The current issue of the journal JAMA Surgery has 3 interesting articles regarding breast reconstruction.  Two of the articles compare the differences between autologous breast reconstruction (using the patient’s own tissues) and implant-based reconstruction.  (Santosa, KB, et. al. JAMA Surg. 2018;153(10):891-899 and Bennett, KG, et. al. Jama Surg. 2018;153(10): 901-908 )  The article by Dr. Santosa and colleagues looked at patient satisfaction with breast reconstruction in a group of 2013 women and found that at 2 years patients who underwent autologous reconstruction were more satisfied with their reconstruction than patients with implants.  The authors state that this was, however, balanced somewhat by a “worsened abdominal (or donor site) well-being.”  This might have also been balanced by the results of the preceding paper in this issue of JAMA Surgery.  Dr. Bennett and her colleagues looked at 2 year complication rates in patients undergoing various forms of breast reconstruction.

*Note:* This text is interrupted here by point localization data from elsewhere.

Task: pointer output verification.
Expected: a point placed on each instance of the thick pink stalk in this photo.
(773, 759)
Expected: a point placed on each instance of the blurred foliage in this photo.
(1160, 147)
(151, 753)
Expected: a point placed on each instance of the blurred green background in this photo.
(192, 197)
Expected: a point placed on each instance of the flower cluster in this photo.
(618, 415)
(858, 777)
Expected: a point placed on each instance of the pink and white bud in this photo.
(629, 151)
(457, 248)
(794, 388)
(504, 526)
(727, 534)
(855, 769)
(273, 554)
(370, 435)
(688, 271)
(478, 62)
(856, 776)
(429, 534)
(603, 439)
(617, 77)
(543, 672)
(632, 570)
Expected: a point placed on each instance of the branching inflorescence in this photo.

This prospective study looked at 2343 patients undergoing 7 different techniques of reconstruction.  Their results “revealed high rates of overall complications and reoperative complications, with significantly higher odds of complications associated with autologous reconstruction compared with implant techniques.”  Although the two implant based reconstructions in the study had a significantly lower incidence of complications, these percentages were not small.  Reconstructions using tissue expanders followed by a permanent implant had the lowest complication rate of all (26.6 %).

In summary, these two studies looked at the comparison between implant-based reconstruction and non-implant or autologous reconstruction from two different points of view.  One being the risks and complications of the procedures.  The other being how satisfied the patients were with the results.  In the complication study, the implant group came out on top and in the satisfaction study the results were reversed. Clearly the decision to have a breast reconstruction and to decide on the best technique is a complicated one and requires a long and careful consideration after a detailed consultation with a patient’s physicians and surgeons.

Many surgeons including me have expressed for a variety of reasons concerns that autologous fat reconstruction of the breast would theoretically lead to a higher incidence of recurrence of breast cancer. The third article by Krastev, T, et. al. (JAMA Surg. Published online October 10, 2018. doi:10.1001/jamasurg.2018.3744 ) looked at the rate of cancer relapse in patients undergoing autologous fat reconstruction versus an age matched control group that did not have autologous fat reconstructions. This 5 year study did not find any difference in the two groups.  Thus, for this initial period, at least, autologous fat reconstruction does not appear to increase the risk of recurrence of breast cancer. This is a very important and encouraging result. I hope the authors will continue to follow the patients for a longer period which, in my opinion, would be necessary to answer this question more thoroughly.